Meglio di un romanzo fantasy e della più infelice storia orwelliana c’è solo il progetto cinese delle automobili connesse, veicoli “smart” in grado – in un prossimo futuro – di consentire allo Stato la realizzazione di una vastissima rete di sorveglianza grazie alla quale sarà possibile controllare capillarmente il territorio cinese e i suoi abitanti.
Ovunque ci sarà un’automobile, infatti, e grazie alla tecnologia a bordo dei veicoli di ultima generazione sempre più sofisticata e fatta di microfoni, telecamere e sensori, sarà possibile per il governo cinese intascare dati su quanto avviene per mezzo di tali vetture connesse.
Dopo la massificazione della tecnologia facciale in grado di riconoscere, schedare e catalogare (grazie a telecamere sparse ovunque) i suoi 1,4 miliardi di abitanti, e dopo il “pedinamento digitale” dei cinesi attraverso Wechat (l’applicazione simil-WhatsApp ma in salsa orientale), adesso il governo di Xi Jinping ha compreso il potenziale delle auto connesse, e potrebbe utilizzare tale tecnologia per raccogliere e collezionare dati, abitudini e luoghi visitati dai propri connazionali e da tutti coloro i quali acquisteranno le auto cinesi “smart”, anche all’estero.
Con la scusa di monitorare i parametri vitali del mezzo (consumi, velocità e altri dati che potrebbero – almeno in linea teorica – avere qualche interesse assicurativo e di sicurezza) il governo cinese è in grado già adesso di conoscere tutto di chi è alla guida, compreso il numero di persone trasportate, i bagagli stivati, la posizione del mezzo e quindi i luoghi maggiormente frequentati ecc.., trasformando la Cina in una grande centrale automobilistica connessa.
Senza contare che, grazie ai sensori vocali istallati all’interno dell’abitacolo (il cui utilizzo fisiologico è finalizzato per impartire i comandi al veicolo stesso) un’ipotetica control room sarebbe in grado di poter ascoltare le conversazioni all’interno e all’esterno della vettura, e le telecamere istallate (ad esempio per favorire le retromarce) possono essere tranquillamente usate per prelevare immagini mentre il veicolo è in transito.
Ma, dice il proverbio, come si opera si giudica. Ed è per questo che, recentemente, il governo di Pechino ha vietato a militari e impiegati pubblici di utilizzare veicoli Tesla, proprio perché essi sono dotati di una serie di equipaggiamenti tecnologici che – a dire del governo – potrebbero mettere in pericolo la sicurezza dello stato (leggi spionaggio).
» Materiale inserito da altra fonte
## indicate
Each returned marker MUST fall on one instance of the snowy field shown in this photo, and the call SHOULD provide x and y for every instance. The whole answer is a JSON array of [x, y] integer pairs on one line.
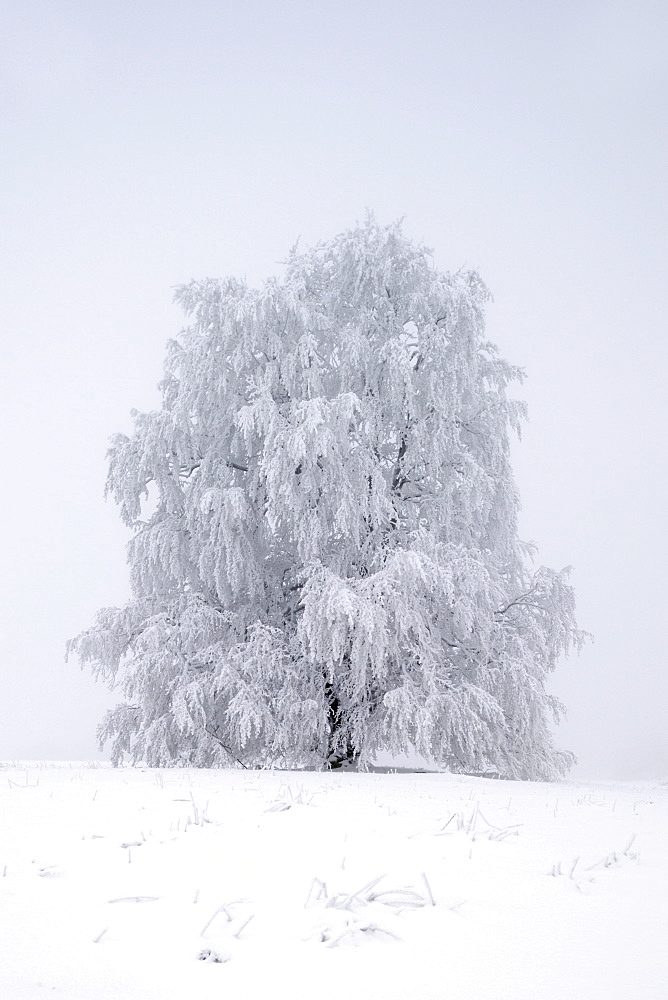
[[145, 884]]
L’iniziativa fa seguito alla richiesta di ritiro, nel 2020, di 36.000 vetture create da Elon Musk, a cui il governo cinese ha chiesto di sostituire i touch screen presenti a bordo per presunti “problemi di qualità”, ovvero il timore che tali dispositivi potessero essere utilizzati dall’azienda a stelle e strisce per monitorare gli abitanti cinesi alla guida (e sbirciare quanto accade fuori dall’automobile, compresi obiettivi sensibili o interni di parcheggi militari). Nei giorni scorsi è stato introdotto l’obbligo, a carico di sviluppatori e case automobilistiche internazionali, di richiedere un’apposita licenza per registrare sul territorio cinese i dati raccolti dal veicolo.
Una guerra tecnologica, dunque, giocata sui due milioni di chilometri di strade cinesi che già indica come lunga sarà la via che condurrà alla pace automobilistica.